But disestablishmentarianism — a term rooted in 18th-century English church history, a stumper beloved by lexicological wise guys and a word I finally found a legitimate use for — became a bipartisan phenomenon a year ago when there were no adults to call a halt to the Republicans’ determination to endanger, if not doom, the inevitable nominee, Mitt Romney. His political death was assisted suicide.
Now there is no Washington Establishment to end the paralysis, which went from the fiscal cliff of New Year’s to the continuing resolution crisis of late September to the October hurricane of the debt ceiling.
Should we call in Bob Dole, who loved a deadlock? You must be kidding. In a shameful exhibition of disrespect, Republican senators let him sit in stunned mortification in his wheelchair in the chamber he once strode like a colossus rather than approve his treaty to assist the disabled. Give Bob Strauss a ring? The Democratic national chairman who was a Republican president’s choice as ambassador to the Soviet Union?

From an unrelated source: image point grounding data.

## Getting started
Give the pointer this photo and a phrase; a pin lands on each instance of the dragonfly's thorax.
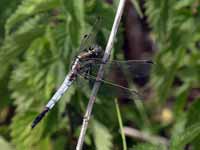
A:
(90, 53)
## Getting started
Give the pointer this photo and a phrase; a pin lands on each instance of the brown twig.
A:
(100, 74)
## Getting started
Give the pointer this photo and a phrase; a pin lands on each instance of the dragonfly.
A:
(85, 66)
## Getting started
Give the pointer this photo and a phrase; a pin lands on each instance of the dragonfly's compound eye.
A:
(85, 36)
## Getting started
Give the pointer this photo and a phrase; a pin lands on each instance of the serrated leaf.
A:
(28, 8)
(137, 7)
(102, 137)
(186, 137)
(148, 147)
(5, 145)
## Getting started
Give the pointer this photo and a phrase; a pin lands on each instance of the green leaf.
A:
(137, 7)
(148, 146)
(102, 137)
(28, 8)
(187, 136)
(5, 145)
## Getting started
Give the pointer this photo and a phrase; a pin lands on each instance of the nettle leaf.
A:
(193, 117)
(27, 9)
(148, 146)
(188, 135)
(137, 7)
(5, 145)
(75, 20)
(193, 113)
(17, 43)
(184, 3)
(102, 137)
(22, 134)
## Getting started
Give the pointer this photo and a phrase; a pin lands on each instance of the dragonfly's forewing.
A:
(115, 80)
(134, 68)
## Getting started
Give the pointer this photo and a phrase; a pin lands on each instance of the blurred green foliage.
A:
(38, 41)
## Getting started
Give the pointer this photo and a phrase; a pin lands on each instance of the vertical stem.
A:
(121, 125)
(100, 75)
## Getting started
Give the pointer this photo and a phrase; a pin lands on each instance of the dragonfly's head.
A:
(98, 51)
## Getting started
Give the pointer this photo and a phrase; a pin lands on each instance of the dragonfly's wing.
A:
(117, 75)
(89, 39)
(133, 68)
(111, 89)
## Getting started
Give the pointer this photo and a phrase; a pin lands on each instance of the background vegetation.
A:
(38, 40)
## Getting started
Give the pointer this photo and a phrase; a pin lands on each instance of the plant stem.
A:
(120, 125)
(100, 74)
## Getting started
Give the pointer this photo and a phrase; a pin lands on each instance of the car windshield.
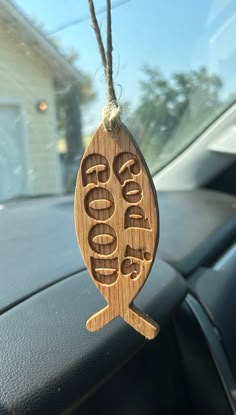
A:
(174, 73)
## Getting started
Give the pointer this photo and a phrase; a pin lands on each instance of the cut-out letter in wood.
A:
(117, 225)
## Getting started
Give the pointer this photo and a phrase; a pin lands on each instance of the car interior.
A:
(51, 364)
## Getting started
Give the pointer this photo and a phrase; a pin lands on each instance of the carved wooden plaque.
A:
(117, 225)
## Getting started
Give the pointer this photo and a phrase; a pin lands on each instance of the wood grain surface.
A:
(117, 225)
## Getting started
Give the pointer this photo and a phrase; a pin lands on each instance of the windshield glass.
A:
(174, 73)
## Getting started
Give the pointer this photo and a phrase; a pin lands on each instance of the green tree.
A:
(173, 110)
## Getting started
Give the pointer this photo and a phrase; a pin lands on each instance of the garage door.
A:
(13, 166)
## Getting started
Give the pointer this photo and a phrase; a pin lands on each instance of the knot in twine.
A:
(111, 115)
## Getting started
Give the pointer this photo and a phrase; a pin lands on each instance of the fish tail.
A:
(141, 322)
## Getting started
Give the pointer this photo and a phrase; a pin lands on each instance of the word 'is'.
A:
(99, 205)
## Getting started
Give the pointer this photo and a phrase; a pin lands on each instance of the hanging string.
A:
(112, 111)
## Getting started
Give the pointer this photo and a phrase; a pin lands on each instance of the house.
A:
(32, 75)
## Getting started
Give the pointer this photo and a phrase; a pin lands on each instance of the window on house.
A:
(175, 62)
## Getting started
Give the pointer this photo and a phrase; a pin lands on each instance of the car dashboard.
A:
(50, 363)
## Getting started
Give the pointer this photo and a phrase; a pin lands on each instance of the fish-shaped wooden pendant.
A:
(117, 225)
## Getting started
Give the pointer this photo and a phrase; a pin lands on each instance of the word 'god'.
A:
(100, 205)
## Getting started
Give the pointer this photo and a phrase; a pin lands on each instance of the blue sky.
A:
(175, 35)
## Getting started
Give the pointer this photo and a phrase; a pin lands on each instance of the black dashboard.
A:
(51, 364)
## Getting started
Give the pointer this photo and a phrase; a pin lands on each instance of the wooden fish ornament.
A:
(117, 225)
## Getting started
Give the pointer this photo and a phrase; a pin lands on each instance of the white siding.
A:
(25, 77)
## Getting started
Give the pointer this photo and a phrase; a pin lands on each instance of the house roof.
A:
(11, 14)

Dream on.
The fact that one (Dole) is 90 and the other (Strauss) nearly 95 tells how antiquarian this notion is. And by the way, Lloyd Cutler has been dead for eight years, Clark Clifford for 15 and Dean Burch for 22.
-- Power sometimes resides outside elected office.
We are not speaking here of the people in whose interests Washington is supposed to work. We are speaking of unelected power brokers who, throughout American history, have exerted outsized influence.
In the past they have been figures like Jay Gould, whose analogues today are on Wall Street. Or church figures, like Jonathan Edwards of the Great Awakening, the New England-bred preachers of the Social Gospel, the abolitionist clergymen and their lineal descendants in the black church and rabbinate of the civil rights movement, or Father Charles Coughlin, the radio priest who turned on Franklin Roosevelt.